For a materialized derived table having no outer ref, never empty it, and
materialize it (thus, once for all) in QEP_TAB::prepare_scan().

DT means "derived table".

Parsing
=======

LATERAL reserved word is added.
PT_derived_table gets a new bool argument, lateral=true/false.

Resolution
==========

* If it's LATERAL, a DT has an object of type Lateral, accessible through
TABLE_LIST::derived_unit()::m_lateral . It contains table maps of FROM-clause
outer refs.

* If it's lateral, name resolution cannot search beyond the DT; for that we
reuse the existing SELECT_LEX::end_lateral_table member.

* The logic in Item_field::fix_outer_field() and Item_ref::fix_fields() assumes
that when searching for an outer reference, all the way from the reference up to
the qualifying query is made of subqueries having Item_subselects, which isn't
true anymore as some subqueries may be DTs. They also assume that all subqueries
along the way should be searched in, which is not true anymore because if we
meet, along the way, a non-lateral DT, and have to search above it, then we
shouldn't search "right above it" (as it's not lateral) but "above of above".
Thus those functions have to be modified. They update m_lateral with maps. They
call mark_as_dependent() which marks SELECT_LEX_UNITs with UNCACHEABLE_DEPENDENT.

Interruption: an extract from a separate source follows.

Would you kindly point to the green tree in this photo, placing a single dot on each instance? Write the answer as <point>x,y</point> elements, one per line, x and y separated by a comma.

* If after resolution, m_lateral's map is still 0, m_lateral is set to nullptr,
the DT isn't LATERAL anymore (exception: we don't do this if
context_analysis_only). So:
** a DT with FROM-clause refs has m_lateral!=nullptr and a non-zero m_lateral's
map, and its unit has UNCACHEABLE_DEPENDENT
** a DT with only non-FROM-clause refs has m_lateral==nullptr and its unit has
UNCACHEABLE_DEPENDENT
** a DT with no outer ref has m_lateral==nullptr and its unit does not have
UNCACHEABLE_DEPENDENT

* TABLE_LIST::resolve_derived() cannot reset allow_sum_func to 0 anymore, as a
DT may contain an aggregate function dependent on an outer query block. Thus
allow_sum_func is reset to 0 only in LEX::reset().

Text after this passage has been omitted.